The plan would allow 52 wolves to be harvested this fall in northwest Wyoming. It also would create three types of management areas:A trophy game management area that would be most of northwest Wyoming outside of federal lands such as Yellowstone National Park. Here wolves could only be hunted according to hunting regulations.

A seasonal trophy game management area in northern Lincoln and Sublette counties where wolves would be trophy animals from Oct. 15 to the end of February. The rest of the year they would be predators similar to the rest of the state.

A predator area, which would be all of the state outside of northwest Wyoming and the Wind River Indian Reservation where wolves would be classified like coyotes.

Rick Kahn, a wildlife biologist with the National Park Service, wants the commission to consider creating smaller hunt areas around Grand Teton National Park if the packs that live in the park are facing too much hunting pressure. It's not something the commission needs to change right now, but something it can consider in the future, he said.

Some questioned the requirement to report a wolf kill in the hunting area within 24 hours to the statewide hotline instead of the standard 72 hours for other trophy carnivores.Officials chose 24 hours because they were not sure how many and how early wolves would be killed, said Mark Bruscino, large carnivore management section supervisor with the Game and Fish Department. That time frame could be changed in the future.

Representatives from some groups, including the Wyoming Outfitters and Guides Association and the Wyoming Stock Growers Association, said they supported the plan.The management plan now rests with the Interior Department.Gov. Matt Mead said he expects the department to publish a final rule by Oct. 1, in time for the fall hunting season.

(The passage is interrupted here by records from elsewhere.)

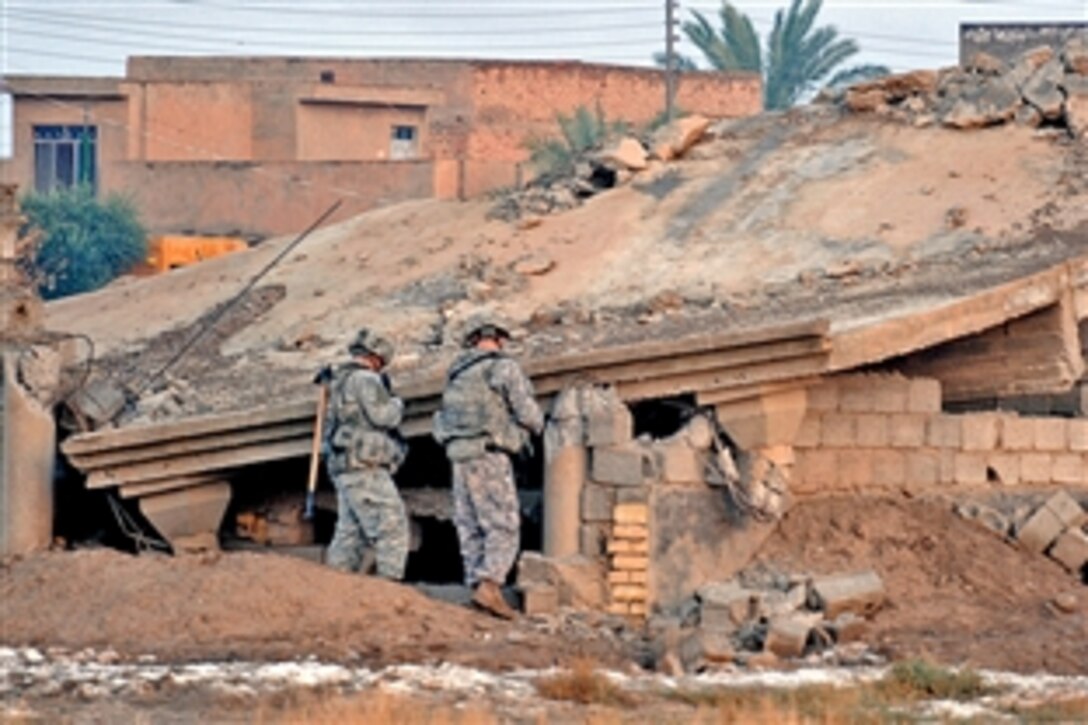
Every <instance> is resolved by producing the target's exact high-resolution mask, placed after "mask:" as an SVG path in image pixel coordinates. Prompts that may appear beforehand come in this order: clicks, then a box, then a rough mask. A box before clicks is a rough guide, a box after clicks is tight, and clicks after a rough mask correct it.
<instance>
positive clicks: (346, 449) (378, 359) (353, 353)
mask: <svg viewBox="0 0 1088 725" xmlns="http://www.w3.org/2000/svg"><path fill="white" fill-rule="evenodd" d="M348 352H349V353H350V354H351V357H353V358H354V359H353V360H351V361H350V362H347V364H345V365H343V366H341V367H339V368H338V369H337V370H336V371H335V372H334V374H333V379H332V382H331V383H330V391H329V411H327V416H326V420H325V431H326V439H325V453H326V456H327V468H329V475H330V477H331V478H332V479H333V483H334V486H335V487H336V494H337V506H338V508H337V513H338V515H337V518H336V530H335V532H334V534H333V540H332V543H330V544H329V555H327V562H329V565H330V566H333V567H335V568H339V569H346V570H350V572H354V570H357V569H358V568H359V565H360V563H361V560H362V552H363V549H364V545H366V544H369V545H370V546H372V548H373V550H374V554H375V557H376V561H378V575H379V576H381V577H385V578H387V579H395V580H399V579H403V578H404V574H405V563H406V562H407V558H408V518H407V515H406V514H405V506H404V502H403V501H401V500H400V494H399V493H398V492H397V488H396V484H395V483H394V482H393V472H395V471H396V469H397V467H399V466H400V464H401V463H403V462H404V458H405V444H404V443H403V441H401V439H400V435H399V433H398V432H397V426H399V425H400V418H401V416H403V414H404V403H403V402H401V401H400V398H398V397H397V396H396V395H394V394H393V392H392V391H391V390H390V384H388V379H387V378H386V377H385V376H384V374H382V372H381V370H382V368H383V367H385V365H386V364H387V362H388V361H390V359H391V358H392V357H393V345H392V344H391V343H390V342H388V341H387V340H385V339H384V337H382V336H380V335H376V334H374V333H373V332H370V331H368V330H366V329H363V330H360V331H359V333H358V334H357V335H356V337H355V340H353V341H351V344H350V345H349V346H348Z"/></svg>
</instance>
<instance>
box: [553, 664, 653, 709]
mask: <svg viewBox="0 0 1088 725" xmlns="http://www.w3.org/2000/svg"><path fill="white" fill-rule="evenodd" d="M535 685H536V691H537V692H540V693H541V697H543V698H547V699H548V700H561V701H565V702H577V703H578V704H602V705H608V706H615V708H629V706H631V705H633V704H634V698H633V697H632V696H631V695H629V693H628V692H625V691H623V690H622V689H621V688H620V687H617V686H616V685H615V684H613V681H611V680H610V679H608V677H606V676H605V675H603V674H601V673H599V672H597V668H596V665H595V664H594V663H593V661H591V660H578V661H576V662H574V663H573V666H571V668H570V669H569V671H568V672H562V673H559V674H558V675H552V676H551V677H542V678H541V679H537V680H536V683H535Z"/></svg>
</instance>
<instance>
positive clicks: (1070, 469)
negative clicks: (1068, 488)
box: [1050, 453, 1084, 486]
mask: <svg viewBox="0 0 1088 725" xmlns="http://www.w3.org/2000/svg"><path fill="white" fill-rule="evenodd" d="M1050 480H1051V481H1053V482H1054V483H1061V484H1063V486H1070V484H1074V486H1075V484H1079V483H1080V481H1081V480H1084V465H1083V462H1081V459H1080V454H1079V453H1055V454H1054V456H1053V458H1052V460H1051V470H1050Z"/></svg>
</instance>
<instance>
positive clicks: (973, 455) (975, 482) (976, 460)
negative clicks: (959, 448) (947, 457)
mask: <svg viewBox="0 0 1088 725" xmlns="http://www.w3.org/2000/svg"><path fill="white" fill-rule="evenodd" d="M986 460H987V458H986V454H984V453H957V454H955V482H956V483H960V484H965V486H976V484H979V483H986V481H987V477H986Z"/></svg>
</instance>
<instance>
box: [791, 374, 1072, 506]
mask: <svg viewBox="0 0 1088 725" xmlns="http://www.w3.org/2000/svg"><path fill="white" fill-rule="evenodd" d="M808 405H809V409H808V413H807V414H806V416H805V419H804V421H803V422H802V426H801V430H800V431H799V433H798V439H796V441H795V443H794V445H795V447H796V467H795V471H794V476H793V480H792V489H793V492H794V493H796V494H800V495H806V494H816V493H823V492H827V491H856V490H860V489H865V488H869V487H874V488H898V487H904V486H905V487H910V488H917V489H926V488H937V487H947V486H965V487H969V486H981V484H986V483H1001V484H1004V486H1018V484H1041V486H1050V484H1056V486H1080V484H1086V483H1088V419H1076V418H1072V419H1071V418H1056V417H1021V416H1016V415H1011V414H998V413H972V414H960V415H954V414H945V413H942V411H941V390H940V384H939V382H938V381H936V380H927V379H907V378H903V377H900V376H876V374H874V376H844V377H841V378H836V379H832V380H830V381H828V382H826V383H824V384H820V385H819V386H816V388H814V389H812V391H811V394H809V400H808Z"/></svg>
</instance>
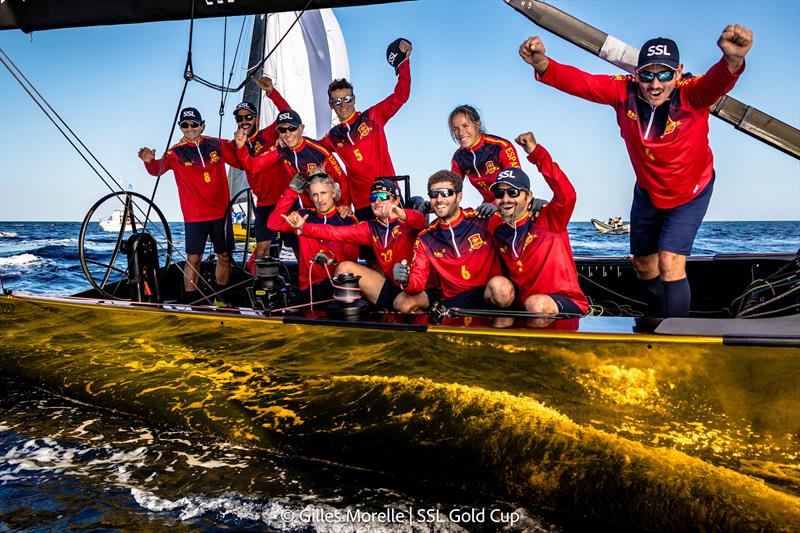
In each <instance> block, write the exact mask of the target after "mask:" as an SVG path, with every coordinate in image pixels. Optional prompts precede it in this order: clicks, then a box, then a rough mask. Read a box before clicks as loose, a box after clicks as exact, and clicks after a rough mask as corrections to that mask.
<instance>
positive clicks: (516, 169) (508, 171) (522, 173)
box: [489, 167, 531, 191]
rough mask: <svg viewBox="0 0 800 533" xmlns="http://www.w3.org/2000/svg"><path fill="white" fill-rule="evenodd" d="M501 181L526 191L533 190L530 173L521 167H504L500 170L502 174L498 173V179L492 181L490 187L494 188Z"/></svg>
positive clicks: (491, 188) (511, 185) (499, 184)
mask: <svg viewBox="0 0 800 533" xmlns="http://www.w3.org/2000/svg"><path fill="white" fill-rule="evenodd" d="M501 183H505V184H506V185H510V186H511V187H513V188H515V189H522V190H526V191H530V190H531V180H530V178H528V175H527V174H525V171H524V170H522V169H521V168H515V167H509V168H504V169H503V170H501V171H500V174H498V175H497V181H495V182H494V183H492V185H491V186H490V187H489V189H494V188H495V187H496V186H497V185H500V184H501Z"/></svg>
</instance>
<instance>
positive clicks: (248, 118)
mask: <svg viewBox="0 0 800 533" xmlns="http://www.w3.org/2000/svg"><path fill="white" fill-rule="evenodd" d="M256 84H257V85H258V86H259V87H260V88H261V89H262V90H263V91H264V93H265V94H266V95H267V97H268V98H269V99H270V100H272V103H274V104H275V107H276V108H277V109H278V112H281V111H286V110H288V109H290V106H289V104H288V103H287V102H286V100H284V99H283V96H281V94H280V93H279V92H278V91H277V89H275V88H274V87H273V85H272V80H271V79H269V78H267V77H264V78H261V79H260V80H257V81H256ZM233 117H234V118H235V119H236V124H237V126H238V127H239V129H241V130H242V131H243V132H244V134H245V135H246V136H247V140H246V141H245V145H246V146H247V150H248V152H249V153H250V156H251V157H255V156H257V155H259V154H260V153H262V152H264V151H265V150H269V149H270V148H272V147H273V146H274V145H275V142H276V141H277V140H278V131H277V128H276V126H277V120H276V121H274V122H273V123H272V124H270V125H268V126H266V127H265V128H263V129H261V130H259V129H258V111H257V109H256V106H255V105H253V104H252V103H251V102H242V103H240V104H239V105H237V106H236V109H234V110H233ZM233 166H236V165H233ZM291 177H292V175H291V174H289V171H288V170H287V168H286V166H285V165H283V164H280V163H277V162H276V164H274V165H271V166H266V167H263V168H262V169H261V170H259V171H258V172H247V183H248V184H249V185H250V189H252V191H253V194H255V196H256V212H255V216H256V220H255V232H256V249H255V252H254V254H255V256H256V257H257V258H262V257H266V256H267V254H268V253H269V247H270V244H272V240H273V239H274V238H275V232H274V231H272V230H270V229H269V228H268V227H267V219H268V218H269V215H270V213H272V211H273V210H274V209H275V204H277V203H278V200H279V199H280V197H281V195H282V194H283V191H285V190H286V187H287V186H288V185H289V180H290V179H291Z"/></svg>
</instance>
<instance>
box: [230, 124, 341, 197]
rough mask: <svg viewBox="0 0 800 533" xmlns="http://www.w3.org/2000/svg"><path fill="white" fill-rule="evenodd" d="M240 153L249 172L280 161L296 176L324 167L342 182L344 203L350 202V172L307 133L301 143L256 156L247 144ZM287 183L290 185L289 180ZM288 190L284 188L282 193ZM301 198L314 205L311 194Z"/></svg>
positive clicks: (331, 175)
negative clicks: (300, 173)
mask: <svg viewBox="0 0 800 533" xmlns="http://www.w3.org/2000/svg"><path fill="white" fill-rule="evenodd" d="M236 155H237V156H238V157H239V161H240V162H241V164H242V166H243V167H244V169H245V170H246V171H247V172H248V173H258V172H260V171H261V170H262V169H268V168H271V167H272V166H274V165H275V164H277V163H278V162H280V161H282V162H283V165H284V167H285V169H286V170H287V172H288V173H289V175H290V176H294V175H295V174H297V173H298V172H300V173H302V174H305V175H306V176H310V175H311V174H313V173H314V170H316V169H317V168H323V169H325V172H327V173H328V175H329V176H330V177H331V178H333V181H335V182H336V183H338V184H339V188H340V190H341V192H342V197H341V202H342V204H343V205H350V188H349V184H348V180H347V174H345V173H344V170H343V169H342V166H341V165H340V164H339V161H337V160H336V158H335V157H334V156H333V154H332V153H330V152H329V151H328V150H326V149H325V148H324V147H323V146H322V145H320V144H318V143H316V142H314V141H312V140H311V139H309V138H307V137H303V139H302V141H300V144H298V145H297V147H295V148H288V147H277V146H272V147H271V148H270V149H269V150H267V151H266V152H262V153H261V154H260V155H258V156H256V157H250V153H249V151H248V150H246V145H245V146H243V147H241V148H240V149H239V150H238V151H237V152H236ZM286 185H288V181H287V182H286ZM284 191H285V187H284ZM284 191H281V194H283V192H284ZM301 202H302V205H303V206H309V205H311V204H310V201H309V200H308V196H307V195H303V196H302V197H301Z"/></svg>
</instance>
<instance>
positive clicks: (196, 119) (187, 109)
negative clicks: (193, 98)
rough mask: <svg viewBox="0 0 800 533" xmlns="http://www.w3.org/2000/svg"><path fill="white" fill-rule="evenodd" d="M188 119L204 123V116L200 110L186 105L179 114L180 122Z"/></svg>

The biggest threat to the wolf plan now is likely the prospect of lawsuits by environmental groups claiming the deal would decimate Wyoming's wolf population to the point that it's no longer viable.
U.S. Rep. Cynthia Lummis, R-Wyo., tried in vain last year to insert a clause in an Interior appropriations bill to ban any legal challenges to the wolf deal. Congress passed a similar clause in a budget bill last year to prohibit lawsuits against wolf delistings in five other Western states.
Mead said Wednesday at a media conference in Cheyenne that he and Wyoming's congressional delegation are working to try again for a Wyoming no-sue clause, though he said he wasn't yet sure if they would draw up another budget clause or introduce stand-alone legislation.
Mead urged environmental groups to think twice about suing, saying they should recognize that the plan is scientifically sound, has been agreed to by top Interior officials, and has been worked on for more than a year with input from a wide variety of groups.
"It is not just something that we came up with that is just good for Wyoming," Mead said. "It's an agreement by a lot of parties who have worked on it."